Ms. Teresa Steele, who navigated a challenging experience at The Princess Grace in London, commends the HCA for implementing what she terms a "gold standard" policy, heralding a new era in same-sex care guarantees. Advocating for increased awareness, she encourages fellow patients to proactively inquire about their healthcare providers' policies on intimate care. Recognizing the broader implications, Ms. Steele, in collaboration with the newly founded group Caring About Dignity, aims to support women who have faced victimization for requesting same-sex care, particularly those with disabilities.
Ms. Steele sheds light on concerning stories from disabled women and carers who have faced care package removals and denials of care within the NHS for insisting on same-sex intimate care. Her collaboration with Caring About Dignity seeks to address these challenges and provide a support network for affected women. She highlights the issue within the NHS, citing self-identification policies reminiscent of the Scottish prison system.
Helen Joyce, the director of advocacy at Sex Matters, welcomes the policy change, noting its potential relief for HCA and NHS patients fortunate enough to be referred there. She underscores the importance of same-sex care in various services and draws attention to the existing inequity, where those unable to access private services are compelled to accept individuals who identify as women to provide intimate care. Joyce sees HCA's stance as a global step back from institutionalized transactivism, emphasizing the need for the NHS to follow suit promptly.
In response, an NHS England spokesman reassures that patients can request same-sex care, and updated Same Sex Accommodation guidance will be published following the results of a DHSC consultation. The evolving landscape reflects a broader shift towards prioritizing patient preferences and ensuring dignity, resonating with Ms. Steele's advocacy for a more inclusive and considerate healthcare environment.
In conclusion, Ms. Teresa Steele's impactful journey at The Princess Grace in London has spurred positive change in healthcare policies, with the HCA adopting a "gold standard" for same-sex care guarantees. Applauding the HCA's progressive stance, Ms. Steele encourages patients to be proactive about understanding their healthcare providers' policies on intimate care. Her collaboration with Caring About Dignity seeks to support women who, like her, have faced challenges in requesting same-sex care.

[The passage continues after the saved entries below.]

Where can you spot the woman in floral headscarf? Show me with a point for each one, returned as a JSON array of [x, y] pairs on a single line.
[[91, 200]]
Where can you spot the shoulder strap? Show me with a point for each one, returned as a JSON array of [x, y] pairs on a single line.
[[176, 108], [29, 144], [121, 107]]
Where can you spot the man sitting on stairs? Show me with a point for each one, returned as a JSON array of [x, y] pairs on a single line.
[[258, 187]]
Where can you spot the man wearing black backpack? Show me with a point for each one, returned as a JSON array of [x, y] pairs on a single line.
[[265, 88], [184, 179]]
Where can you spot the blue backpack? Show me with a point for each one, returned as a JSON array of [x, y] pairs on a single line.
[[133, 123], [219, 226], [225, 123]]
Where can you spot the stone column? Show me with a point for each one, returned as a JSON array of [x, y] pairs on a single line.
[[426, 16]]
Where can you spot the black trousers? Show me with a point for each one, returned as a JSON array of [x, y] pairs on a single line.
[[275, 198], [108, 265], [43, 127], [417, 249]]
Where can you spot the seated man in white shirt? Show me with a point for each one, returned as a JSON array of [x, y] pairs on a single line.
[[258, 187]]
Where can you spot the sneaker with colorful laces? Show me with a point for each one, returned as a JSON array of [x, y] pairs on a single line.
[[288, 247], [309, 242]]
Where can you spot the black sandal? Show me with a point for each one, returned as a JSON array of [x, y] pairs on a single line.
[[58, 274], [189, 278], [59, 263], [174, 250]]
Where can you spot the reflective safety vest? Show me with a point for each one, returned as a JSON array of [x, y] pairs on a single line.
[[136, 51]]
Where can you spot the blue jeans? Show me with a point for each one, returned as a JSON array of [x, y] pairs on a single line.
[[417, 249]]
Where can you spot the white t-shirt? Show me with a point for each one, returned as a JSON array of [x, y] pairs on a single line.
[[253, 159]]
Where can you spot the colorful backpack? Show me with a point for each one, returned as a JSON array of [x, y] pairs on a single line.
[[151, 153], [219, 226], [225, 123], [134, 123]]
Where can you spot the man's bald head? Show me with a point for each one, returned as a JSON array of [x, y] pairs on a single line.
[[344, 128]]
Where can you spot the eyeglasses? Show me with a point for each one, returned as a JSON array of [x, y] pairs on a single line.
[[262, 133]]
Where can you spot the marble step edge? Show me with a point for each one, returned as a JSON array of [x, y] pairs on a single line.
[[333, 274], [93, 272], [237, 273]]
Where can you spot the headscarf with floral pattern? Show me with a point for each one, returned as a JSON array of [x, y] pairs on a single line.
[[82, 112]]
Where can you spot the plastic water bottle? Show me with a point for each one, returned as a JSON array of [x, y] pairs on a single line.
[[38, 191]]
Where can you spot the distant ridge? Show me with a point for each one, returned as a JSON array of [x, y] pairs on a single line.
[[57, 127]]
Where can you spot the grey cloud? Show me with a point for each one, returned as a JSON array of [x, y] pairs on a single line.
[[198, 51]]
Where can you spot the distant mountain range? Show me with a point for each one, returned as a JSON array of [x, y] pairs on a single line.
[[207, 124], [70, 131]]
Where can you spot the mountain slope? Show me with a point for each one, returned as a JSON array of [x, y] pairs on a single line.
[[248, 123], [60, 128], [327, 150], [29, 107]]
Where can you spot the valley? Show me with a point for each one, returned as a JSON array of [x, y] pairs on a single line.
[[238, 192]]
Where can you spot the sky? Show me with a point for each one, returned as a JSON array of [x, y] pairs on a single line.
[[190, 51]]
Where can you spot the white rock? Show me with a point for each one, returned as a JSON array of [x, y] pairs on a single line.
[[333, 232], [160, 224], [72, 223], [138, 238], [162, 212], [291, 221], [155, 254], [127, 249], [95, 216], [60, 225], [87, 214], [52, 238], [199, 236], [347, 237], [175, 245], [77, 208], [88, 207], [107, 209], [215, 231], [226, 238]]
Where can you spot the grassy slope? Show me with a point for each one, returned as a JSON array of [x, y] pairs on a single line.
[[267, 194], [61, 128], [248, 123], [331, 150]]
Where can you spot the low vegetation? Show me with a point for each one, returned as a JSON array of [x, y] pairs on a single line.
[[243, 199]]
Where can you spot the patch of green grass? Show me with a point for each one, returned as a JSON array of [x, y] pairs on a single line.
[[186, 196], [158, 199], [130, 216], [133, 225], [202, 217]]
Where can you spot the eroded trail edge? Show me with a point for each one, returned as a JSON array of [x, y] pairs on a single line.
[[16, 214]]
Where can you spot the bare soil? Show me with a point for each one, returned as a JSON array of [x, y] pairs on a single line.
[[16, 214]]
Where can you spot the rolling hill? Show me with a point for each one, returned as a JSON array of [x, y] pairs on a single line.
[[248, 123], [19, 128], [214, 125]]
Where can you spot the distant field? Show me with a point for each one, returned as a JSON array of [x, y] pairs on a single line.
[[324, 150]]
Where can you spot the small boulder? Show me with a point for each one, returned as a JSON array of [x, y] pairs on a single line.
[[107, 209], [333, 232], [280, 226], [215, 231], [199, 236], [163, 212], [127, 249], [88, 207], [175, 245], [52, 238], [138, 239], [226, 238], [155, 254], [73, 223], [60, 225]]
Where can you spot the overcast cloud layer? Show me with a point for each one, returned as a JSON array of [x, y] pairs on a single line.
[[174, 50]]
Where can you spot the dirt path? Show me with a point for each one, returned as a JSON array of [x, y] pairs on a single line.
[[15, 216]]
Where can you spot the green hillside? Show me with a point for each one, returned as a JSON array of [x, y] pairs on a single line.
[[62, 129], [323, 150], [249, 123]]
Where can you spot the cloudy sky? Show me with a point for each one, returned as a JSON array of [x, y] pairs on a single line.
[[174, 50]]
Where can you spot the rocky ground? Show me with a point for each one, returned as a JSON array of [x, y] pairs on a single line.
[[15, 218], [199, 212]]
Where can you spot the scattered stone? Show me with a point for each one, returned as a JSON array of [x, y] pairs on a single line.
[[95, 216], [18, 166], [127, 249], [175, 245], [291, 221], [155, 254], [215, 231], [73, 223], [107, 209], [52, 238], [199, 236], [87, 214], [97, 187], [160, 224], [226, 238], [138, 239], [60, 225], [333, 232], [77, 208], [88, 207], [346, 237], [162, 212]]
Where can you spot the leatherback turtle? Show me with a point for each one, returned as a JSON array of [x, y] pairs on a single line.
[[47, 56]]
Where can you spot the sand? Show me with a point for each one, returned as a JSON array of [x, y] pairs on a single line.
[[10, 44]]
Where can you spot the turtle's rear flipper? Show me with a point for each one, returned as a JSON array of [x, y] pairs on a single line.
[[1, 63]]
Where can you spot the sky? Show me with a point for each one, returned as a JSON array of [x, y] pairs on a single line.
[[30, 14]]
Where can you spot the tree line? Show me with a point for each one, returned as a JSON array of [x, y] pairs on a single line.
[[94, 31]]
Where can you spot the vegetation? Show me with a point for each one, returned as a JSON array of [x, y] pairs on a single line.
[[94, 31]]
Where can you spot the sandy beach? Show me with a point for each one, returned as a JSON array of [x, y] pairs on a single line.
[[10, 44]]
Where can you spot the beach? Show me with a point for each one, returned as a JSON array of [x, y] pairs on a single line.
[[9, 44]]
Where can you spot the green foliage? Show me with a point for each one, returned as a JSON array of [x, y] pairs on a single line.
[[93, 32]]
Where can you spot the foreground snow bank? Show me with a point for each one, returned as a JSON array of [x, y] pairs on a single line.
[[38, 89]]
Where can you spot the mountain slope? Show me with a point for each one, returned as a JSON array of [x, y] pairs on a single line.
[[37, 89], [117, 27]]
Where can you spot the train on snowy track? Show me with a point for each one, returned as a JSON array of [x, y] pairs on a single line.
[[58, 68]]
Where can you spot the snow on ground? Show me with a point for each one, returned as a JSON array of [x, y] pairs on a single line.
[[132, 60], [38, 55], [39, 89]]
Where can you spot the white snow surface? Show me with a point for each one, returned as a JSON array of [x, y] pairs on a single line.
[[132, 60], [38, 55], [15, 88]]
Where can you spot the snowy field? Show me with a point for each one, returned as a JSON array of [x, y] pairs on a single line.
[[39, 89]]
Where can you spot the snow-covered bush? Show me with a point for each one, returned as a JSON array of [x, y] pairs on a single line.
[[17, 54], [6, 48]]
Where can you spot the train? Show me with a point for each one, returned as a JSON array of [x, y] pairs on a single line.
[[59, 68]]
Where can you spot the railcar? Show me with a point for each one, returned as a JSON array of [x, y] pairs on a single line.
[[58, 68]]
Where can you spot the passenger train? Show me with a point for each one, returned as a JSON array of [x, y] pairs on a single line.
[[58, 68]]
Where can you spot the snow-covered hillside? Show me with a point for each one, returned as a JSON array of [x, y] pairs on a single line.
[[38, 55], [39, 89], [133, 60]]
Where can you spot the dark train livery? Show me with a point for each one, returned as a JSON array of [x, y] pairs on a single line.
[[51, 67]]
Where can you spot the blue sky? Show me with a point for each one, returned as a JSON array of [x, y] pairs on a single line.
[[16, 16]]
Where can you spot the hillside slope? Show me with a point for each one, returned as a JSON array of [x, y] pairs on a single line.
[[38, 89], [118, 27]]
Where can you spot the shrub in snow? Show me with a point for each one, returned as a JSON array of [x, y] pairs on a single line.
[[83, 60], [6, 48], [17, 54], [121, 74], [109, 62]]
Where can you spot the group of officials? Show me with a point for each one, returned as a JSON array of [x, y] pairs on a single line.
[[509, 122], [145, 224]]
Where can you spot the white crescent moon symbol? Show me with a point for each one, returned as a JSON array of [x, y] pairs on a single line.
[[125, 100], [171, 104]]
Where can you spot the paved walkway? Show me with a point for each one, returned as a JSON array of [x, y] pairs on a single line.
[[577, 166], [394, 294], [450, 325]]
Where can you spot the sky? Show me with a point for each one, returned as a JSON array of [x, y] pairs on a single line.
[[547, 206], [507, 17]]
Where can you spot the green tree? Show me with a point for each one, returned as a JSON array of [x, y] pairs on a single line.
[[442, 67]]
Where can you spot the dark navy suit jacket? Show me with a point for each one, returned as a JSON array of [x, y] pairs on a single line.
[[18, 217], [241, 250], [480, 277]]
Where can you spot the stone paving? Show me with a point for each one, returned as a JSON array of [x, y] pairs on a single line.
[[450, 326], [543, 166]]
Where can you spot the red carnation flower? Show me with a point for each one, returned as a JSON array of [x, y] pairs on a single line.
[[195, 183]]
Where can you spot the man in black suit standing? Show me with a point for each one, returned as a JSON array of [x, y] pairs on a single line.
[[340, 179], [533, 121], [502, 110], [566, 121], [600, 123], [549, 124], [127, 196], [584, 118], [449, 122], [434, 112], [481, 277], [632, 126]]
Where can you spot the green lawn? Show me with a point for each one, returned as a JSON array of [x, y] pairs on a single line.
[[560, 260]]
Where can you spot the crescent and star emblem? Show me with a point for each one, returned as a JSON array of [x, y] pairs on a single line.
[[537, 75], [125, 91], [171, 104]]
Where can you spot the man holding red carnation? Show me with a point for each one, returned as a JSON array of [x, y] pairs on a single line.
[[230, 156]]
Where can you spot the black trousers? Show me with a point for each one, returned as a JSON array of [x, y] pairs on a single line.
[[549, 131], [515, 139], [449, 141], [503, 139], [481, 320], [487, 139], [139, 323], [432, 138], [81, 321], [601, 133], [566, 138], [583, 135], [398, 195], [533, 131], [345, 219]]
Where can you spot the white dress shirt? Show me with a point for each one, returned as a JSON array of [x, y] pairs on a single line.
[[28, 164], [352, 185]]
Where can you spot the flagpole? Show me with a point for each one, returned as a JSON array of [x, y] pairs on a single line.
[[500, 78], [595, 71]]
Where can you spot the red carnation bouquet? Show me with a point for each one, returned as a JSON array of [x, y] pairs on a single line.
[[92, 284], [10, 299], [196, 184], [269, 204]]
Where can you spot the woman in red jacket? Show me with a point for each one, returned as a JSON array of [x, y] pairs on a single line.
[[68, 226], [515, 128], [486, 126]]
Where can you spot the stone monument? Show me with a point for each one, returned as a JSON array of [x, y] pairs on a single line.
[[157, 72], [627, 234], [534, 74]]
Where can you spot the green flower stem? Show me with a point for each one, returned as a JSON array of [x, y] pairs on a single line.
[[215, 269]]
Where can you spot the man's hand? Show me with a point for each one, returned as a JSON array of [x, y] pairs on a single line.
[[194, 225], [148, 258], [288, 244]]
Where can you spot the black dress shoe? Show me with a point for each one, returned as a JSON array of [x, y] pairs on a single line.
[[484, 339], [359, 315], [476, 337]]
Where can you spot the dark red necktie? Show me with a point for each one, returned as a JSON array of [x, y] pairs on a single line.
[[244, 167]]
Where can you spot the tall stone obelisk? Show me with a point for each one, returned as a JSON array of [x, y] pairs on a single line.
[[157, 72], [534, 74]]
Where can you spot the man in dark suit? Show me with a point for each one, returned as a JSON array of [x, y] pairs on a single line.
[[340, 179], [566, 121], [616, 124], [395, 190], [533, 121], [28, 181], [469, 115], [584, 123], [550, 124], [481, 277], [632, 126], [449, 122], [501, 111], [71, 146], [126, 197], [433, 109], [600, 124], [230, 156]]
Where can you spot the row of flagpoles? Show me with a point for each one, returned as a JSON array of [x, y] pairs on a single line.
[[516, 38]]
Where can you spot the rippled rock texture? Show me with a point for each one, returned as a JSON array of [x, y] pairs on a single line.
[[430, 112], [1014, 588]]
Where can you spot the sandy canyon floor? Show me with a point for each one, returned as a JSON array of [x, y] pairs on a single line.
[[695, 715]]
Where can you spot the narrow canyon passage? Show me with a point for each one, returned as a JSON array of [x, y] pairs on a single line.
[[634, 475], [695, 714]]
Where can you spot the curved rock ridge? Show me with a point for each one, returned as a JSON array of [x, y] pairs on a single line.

Ms. Steele sheds light on broader issues within the NHS, where disabled women and carers have encountered hurdles such as care package removals and denials of care for insisting on same-sex intimate care. Helen Joyce of Sex Matters welcomes the policy change, emphasizing its potential relief for HCA and NHS patients and urging the NHS to follow suit globally. The commitment to same-sex care reflects a step away from institutionalized transactivism.
As the NHS promises to update Same Sex Accommodation guidance, the evolving landscape underscores a broader shift toward prioritizing patient preferences, dignity, and inclusivity. Ms. Steele's advocacy serves as a catalyst for positive change in healthcare environments, fostering an environment where patients' rights to same-sex care are respected and upheld.